Background: Nursing home residents often have to pay substantial co-payments, which lead to financial risk for people at old age. The main motivation for co-payment is that they stimulate efficient use of expensive care. However, the extent to which co-payments actually reduce the use of long-term care and how this affects the health of older individuals and their relatives is still largely unknown.
Objectives: We investigate the effects of a co-payment reform in the Dutch long-term care system, which increased co-payments for a specific group of potential nursing home residents. We analyze the effects of the increase in co-payment on nursing home use, the health of (potential) users and on income and health of family members. We also estimate the impact of the reform on financial risk.
Methods: In 2013, the proportion of financial wealth that was taken into account in the computation of the co-payment increased. As many Dutch individuals have relative little financial wealth, the reform affected the co-payments for only a subset of the population. We exploit this aspect of the reform by using a difference-in-difference design, comparing the changes in outcomes of individuals affected by the reform to those for unaffected individuals. We use administrative data on the income, wealth, and health of all Dutch older individuals and their children.
Results: The increase in the co-payment induced users to postpone permanent nursing home admissions. On average, the singles eligible for nursing home care who were affected by the reform reduced their probability of using care by 0.3 percentage points and their average use by 4.4 days. Individuals who were subjected to a larger increase in the price of nursing home care decreased their use more: for the group most affected by the reform (experiencing a price increase of 800 euros or more per month), the probability to use any nursing home care decreased by 5 percentage points. There were no overall effects on mortality or on children's care use and income. While the change in the monthly payment was modest, average lifetime payments increased substantially. The welfare loss due to the increased financial risk for potential users likely outweighs the gains associated with the reduction in use.
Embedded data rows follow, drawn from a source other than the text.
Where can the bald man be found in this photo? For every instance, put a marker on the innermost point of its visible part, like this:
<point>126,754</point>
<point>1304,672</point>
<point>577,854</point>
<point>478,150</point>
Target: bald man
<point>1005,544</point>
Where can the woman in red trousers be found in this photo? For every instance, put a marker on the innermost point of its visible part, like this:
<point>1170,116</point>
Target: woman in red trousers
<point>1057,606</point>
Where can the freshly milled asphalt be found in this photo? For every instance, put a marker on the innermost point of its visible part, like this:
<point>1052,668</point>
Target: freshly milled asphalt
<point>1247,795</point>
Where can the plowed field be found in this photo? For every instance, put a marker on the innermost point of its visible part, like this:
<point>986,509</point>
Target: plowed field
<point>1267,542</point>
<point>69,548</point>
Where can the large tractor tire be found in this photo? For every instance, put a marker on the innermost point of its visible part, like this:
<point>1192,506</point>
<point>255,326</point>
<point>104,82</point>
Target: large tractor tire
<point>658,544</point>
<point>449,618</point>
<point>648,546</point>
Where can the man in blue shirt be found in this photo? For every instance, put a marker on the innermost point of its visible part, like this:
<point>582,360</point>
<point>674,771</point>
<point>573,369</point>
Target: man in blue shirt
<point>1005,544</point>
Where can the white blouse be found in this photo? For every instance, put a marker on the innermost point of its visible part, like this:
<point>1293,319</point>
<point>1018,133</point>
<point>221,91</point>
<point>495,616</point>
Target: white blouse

Discussion: Our results reveal that a reduction in care use can be achieved by relatively moderate marginal co-payments, which do not exceed users' financial means. However, even relatively low and affordable marginal changes in co-payments come at the cost of imposing a financial risk on potential users, mainly because of the small but relevant probability of having to stay in a nursing home for multiple years. Introducing a cap on lifetime co-payments might reduce the consequences on financial risk, while maintaining a financial incentive to use care efficiently for individuals at the margin of nursing home entry.